RAJAPR0 - Editorial

Contest: ICO 2018 Practice Contest 1

Practice: Practice Link

Author: Shashwat Goel

Tester: Udit Sanghi

Editorialist: Shashwat Goel

Problem Statement

Given a graph with N vertices and N-1 edges and Q queries, you have to find the parity of path length from a node A to node B for each query.


Theorem: Any connected graph with N vertices and N−1 edges is a tree. Proof Let G be a connected graph with N vertices and N − 1 edges. We show that G contains no cycles. Assume to the contrary that G contains cycles. Remove an edge from a cycle so that the resulting graph is again connected. Continue this process of removing one edge from one cycle at a time till the resulting graph H is a tree. As H has N vertices, so number of edges in H is N−1. Now, the number of edges in G is greater than the number of edges in H. So N−1 > N−1, which is not possible. Hence, G has no cycles and therefore is a tree.

Therefore the given graph is a tree (note that the above proof is a basic property of a tree and questions like these assume you know this).

Now, since it’s a tree, the shortest path between 2 nodes can be calculated by dfs/bfs. This gives you an O(NQ) solution, which solves the first subtask.

Now moving for the second subtask, one must notice that the distance between 2 nodes of a tree is given by

\text{Depth of starting node} + \text{Depth of Final node} - 2 \times \text{Depth of Lowest Common Ancestor}

This is evident if you draw some trees. The depth is the distance of a node from the root.

In this question, we can fix any node as the root (because the tree is bidirectional, if you change the root the orientation of the tree changes but everything else remains the same). So we fix a root and pre compute the LCA of all pairs of vertices (in O(N) or O(LogN)). Then we can answer the Queries in O(1) by checking the parity of Formula 1. This solution takes O(N^2) time for precomputation and O(1) for the queries.

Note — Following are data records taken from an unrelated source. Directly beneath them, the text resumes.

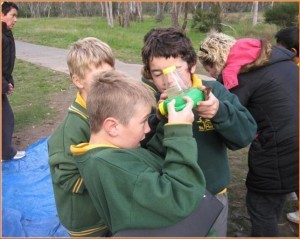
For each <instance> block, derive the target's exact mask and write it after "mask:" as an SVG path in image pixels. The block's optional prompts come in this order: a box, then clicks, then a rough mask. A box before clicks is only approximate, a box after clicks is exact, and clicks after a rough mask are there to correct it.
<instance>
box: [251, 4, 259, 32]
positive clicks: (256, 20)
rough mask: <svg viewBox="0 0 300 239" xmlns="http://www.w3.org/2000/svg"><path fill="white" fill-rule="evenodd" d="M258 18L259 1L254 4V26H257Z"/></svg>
mask: <svg viewBox="0 0 300 239" xmlns="http://www.w3.org/2000/svg"><path fill="white" fill-rule="evenodd" d="M257 18H258V1H256V2H253V21H252V24H253V26H255V25H257Z"/></svg>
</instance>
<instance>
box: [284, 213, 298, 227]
mask: <svg viewBox="0 0 300 239" xmlns="http://www.w3.org/2000/svg"><path fill="white" fill-rule="evenodd" d="M286 217H287V219H288V220H289V221H290V222H293V223H296V224H299V211H298V210H297V211H295V212H290V213H288V214H286Z"/></svg>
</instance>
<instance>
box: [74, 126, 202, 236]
mask: <svg viewBox="0 0 300 239" xmlns="http://www.w3.org/2000/svg"><path fill="white" fill-rule="evenodd" d="M162 127H164V128H165V131H164V140H163V145H164V147H165V148H166V150H167V153H166V156H165V158H161V157H159V156H157V155H156V154H154V153H152V152H151V151H149V150H146V149H144V148H137V149H120V148H116V147H114V146H108V145H96V144H92V145H89V144H88V143H86V144H80V145H77V146H72V147H71V151H72V152H73V153H74V154H75V159H76V163H77V166H78V168H79V171H80V174H81V175H82V177H83V178H84V181H85V184H86V186H87V188H88V190H89V192H90V194H91V197H92V199H93V202H94V205H95V207H96V209H97V211H98V213H99V214H100V215H102V217H103V219H104V221H105V224H106V225H107V226H108V227H109V229H110V230H111V231H112V233H113V234H114V233H116V232H118V231H120V230H125V229H132V228H133V229H138V228H156V227H164V226H169V225H173V224H175V223H177V222H179V221H180V220H182V219H184V218H185V217H187V216H188V215H189V214H190V213H191V212H192V211H194V210H195V209H196V208H197V207H198V206H199V203H200V200H201V198H202V197H203V195H204V191H205V179H204V176H203V173H202V171H201V169H200V167H199V165H198V164H197V145H196V142H195V139H194V138H193V137H192V125H191V124H180V125H171V124H169V125H168V124H167V125H165V126H163V125H162ZM158 146H159V147H161V145H158ZM196 223H197V222H196Z"/></svg>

It therefore works on Subtask 2. This however doesnt work for subtask 1.Now notice that subtask 1 and 2 are exclusive, one has a low number of nodes and high number of queries while the other has a high number of nodes and low number of queries. So we use them exclusively in our code, that is check if N>10^3, then do the first method otherwise second.

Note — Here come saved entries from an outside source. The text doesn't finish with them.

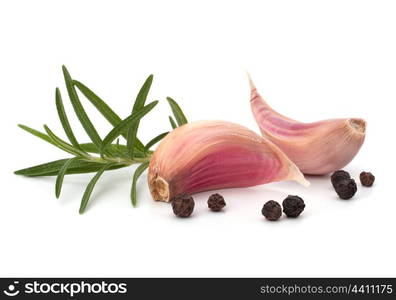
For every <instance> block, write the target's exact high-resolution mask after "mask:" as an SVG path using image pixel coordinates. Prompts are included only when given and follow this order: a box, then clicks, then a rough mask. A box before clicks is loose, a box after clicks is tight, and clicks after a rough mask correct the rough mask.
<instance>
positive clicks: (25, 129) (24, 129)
mask: <svg viewBox="0 0 396 300" xmlns="http://www.w3.org/2000/svg"><path fill="white" fill-rule="evenodd" d="M18 127H19V128H22V129H23V130H25V131H27V132H29V133H30V134H33V135H34V136H37V137H38V138H40V139H42V140H44V141H46V142H48V143H50V144H52V145H54V146H56V144H55V143H54V142H53V140H52V139H51V138H50V137H49V136H48V135H46V134H45V133H42V132H40V131H38V130H36V129H33V128H30V127H27V126H25V125H22V124H18Z"/></svg>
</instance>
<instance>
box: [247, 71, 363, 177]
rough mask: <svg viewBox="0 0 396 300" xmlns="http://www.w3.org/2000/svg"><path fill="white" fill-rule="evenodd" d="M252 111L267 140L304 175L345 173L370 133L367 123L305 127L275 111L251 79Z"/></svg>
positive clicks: (311, 126)
mask: <svg viewBox="0 0 396 300" xmlns="http://www.w3.org/2000/svg"><path fill="white" fill-rule="evenodd" d="M249 81H250V88H251V100H250V104H251V108H252V111H253V115H254V117H255V119H256V122H257V124H258V125H259V127H260V130H261V133H262V135H263V136H264V137H266V138H268V139H269V140H271V141H272V142H273V143H274V144H276V145H277V146H278V147H279V148H280V149H282V151H284V152H285V153H286V155H287V156H288V157H289V158H290V159H291V160H292V161H293V162H294V163H295V164H296V165H297V166H298V167H299V168H300V170H301V172H303V173H304V174H312V175H322V174H327V173H331V172H334V171H336V170H339V169H342V168H343V167H344V166H346V165H347V164H348V163H349V162H350V161H351V160H352V159H353V158H354V157H355V155H356V154H357V153H358V151H359V149H360V147H361V146H362V144H363V142H364V138H365V132H366V122H365V121H364V120H363V119H358V118H352V119H330V120H324V121H319V122H314V123H301V122H298V121H295V120H292V119H290V118H287V117H285V116H282V115H281V114H279V113H277V112H276V111H274V110H273V109H272V108H271V107H270V106H269V105H268V104H267V103H266V102H265V101H264V99H263V98H262V97H261V96H260V94H259V93H258V92H257V89H256V87H255V86H254V84H253V82H252V80H251V79H250V77H249Z"/></svg>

Now, there is an algorithm for computing the LCA: Link

Now if you can code the O(LogN) computation in the above link, You can simply find the LCA for every query without having to precompute anything. This solution works for all of the above, subtask 1 2 and 3.
But here is the fun part. The actual solution is much easier, and does not require computation of the LCA in this particular problem. There is just one clever observation:
Notice formula 1 again.

\text{Length of Path}=D[U]+D[V]-2*D[LCA]

Notice that 2*D[LCA] is always even. Also notice that when an even number is subtracted/added from a number, it does not change the numbers parity, i.e. Odd±Even = Odd and Even± Even=Even. So we can eliminate this term. THUS, the answer is independent of the LCA and WE DO NOT NEED TO COMPUTE IT!
You simply find the parity of D[U] + D[V] and you’re done!

So conclusion: The final algorithm requires a single DFS precomputation to compute the depth of each node. Then taken the queries and just check if D[U]+D[V] is odd or even and output it.

Tester Solution: here


I did it in easier way.dfs of node.colored by 0 and 1.if xor value of two node is 1 then odd otherwise even
(By observation).My code got AC.tell me if i’m wrong!! @ista @mathecodician


where is practice section link???//

Can’t we find the depth of each node by one bfs precomputation instead of dfs ?

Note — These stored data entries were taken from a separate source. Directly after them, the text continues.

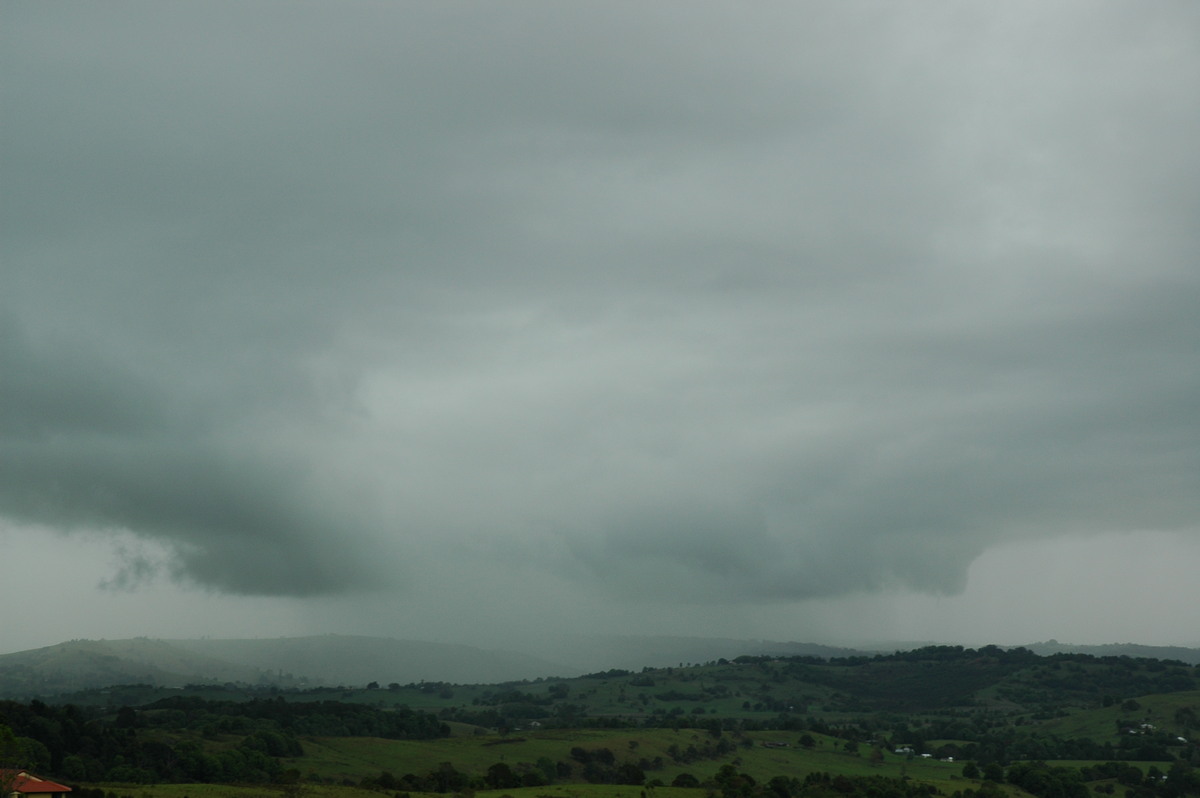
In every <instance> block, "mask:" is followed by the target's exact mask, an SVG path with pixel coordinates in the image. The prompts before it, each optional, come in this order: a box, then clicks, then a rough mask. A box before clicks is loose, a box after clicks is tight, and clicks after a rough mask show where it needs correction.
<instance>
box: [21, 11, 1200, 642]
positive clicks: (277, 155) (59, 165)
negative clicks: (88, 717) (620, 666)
mask: <svg viewBox="0 0 1200 798" xmlns="http://www.w3.org/2000/svg"><path fill="white" fill-rule="evenodd" d="M0 13H2V16H4V25H2V26H0V74H2V76H4V77H2V78H0V92H2V94H0V102H2V116H4V124H2V130H0V136H2V148H0V160H2V163H0V168H2V172H0V179H2V184H4V191H2V192H0V204H2V220H0V223H2V226H4V230H2V236H0V257H2V259H0V547H2V551H5V552H6V556H5V557H4V562H5V564H6V569H5V571H6V577H5V578H4V580H2V581H0V606H2V607H6V610H5V611H4V616H5V620H4V623H2V629H4V641H2V643H0V649H4V650H20V649H24V648H34V647H40V646H49V644H53V643H56V642H61V641H64V640H72V638H102V637H107V638H119V637H132V636H151V637H193V636H212V637H252V636H264V637H274V636H290V635H305V634H325V632H353V634H371V635H385V636H391V637H402V638H418V640H437V641H446V642H464V643H474V644H480V646H487V647H499V646H515V644H518V643H520V641H522V640H534V638H538V637H540V636H546V635H553V634H560V632H581V631H584V632H586V631H595V632H604V634H630V635H664V634H670V635H694V636H726V637H745V638H767V640H790V641H799V642H823V643H832V644H864V643H866V642H870V641H929V642H959V643H965V644H985V643H1000V644H1021V643H1030V642H1036V641H1042V640H1048V638H1051V637H1052V638H1057V640H1060V641H1062V642H1074V643H1105V642H1138V643H1145V644H1182V646H1200V580H1198V578H1196V574H1198V572H1200V224H1196V220H1198V218H1200V148H1198V146H1196V144H1195V143H1196V142H1200V102H1198V100H1200V96H1198V95H1200V47H1198V46H1196V42H1198V41H1200V5H1196V4H1195V2H1192V0H1177V1H1172V0H1163V1H1160V2H1154V4H1144V2H1134V1H1132V0H1130V1H1124V2H1120V1H1118V2H1106V4H1093V2H1075V1H1070V0H1063V1H1062V2H1054V4H1046V2H1040V1H1020V0H1016V1H1013V2H1004V4H995V2H984V1H976V2H972V1H966V2H950V1H948V0H946V1H935V0H928V1H926V0H922V1H918V2H906V4H881V2H858V1H853V0H850V1H845V2H842V1H839V2H791V1H790V2H769V1H768V2H757V4H751V5H746V4H737V2H701V4H697V2H690V1H688V2H683V1H671V0H664V1H660V2H654V4H644V2H620V1H613V0H605V1H604V2H588V1H583V2H566V4H563V2H551V1H550V0H541V1H524V0H515V1H511V2H454V1H444V0H437V1H436V2H434V1H432V0H430V1H427V2H382V1H380V2H368V1H353V0H352V1H350V2H294V1H290V0H289V1H288V2H282V1H270V0H265V1H262V2H254V4H245V2H240V1H239V2H221V1H211V0H204V1H200V0H179V1H176V2H170V4H162V2H151V1H145V2H128V1H110V2H102V4H101V2H97V4H52V2H41V1H37V0H4V4H2V10H0ZM13 608H17V610H16V611H14V610H13Z"/></svg>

@ista2000 , please wikify it yourself. Server glitches are a pain -_-

You did the same thing. We are storing the distances and finding the parity of their sum, you are storing parity and xoring; both are equivalent. Also, Both solutions are one pass dfs preprocessing.

@vijju123 Sorry I forgot :stuck_out_tongue: I wikified all others.

I wikified it twice ;_; Doesn’t work

Even @admin faced the problem I guess. If she couldn’t do it, who are we :3

1 Like

You just go to the contest link, then to the problem page and remove the contest code from the URL. :confused:

He meant “if contest link is given, then why not practice link which is more relevant”

Because when I posted the editorial, that time the practice link was not live :3

we can do the same, bfs or dfs doesnt matters much here, both works fine!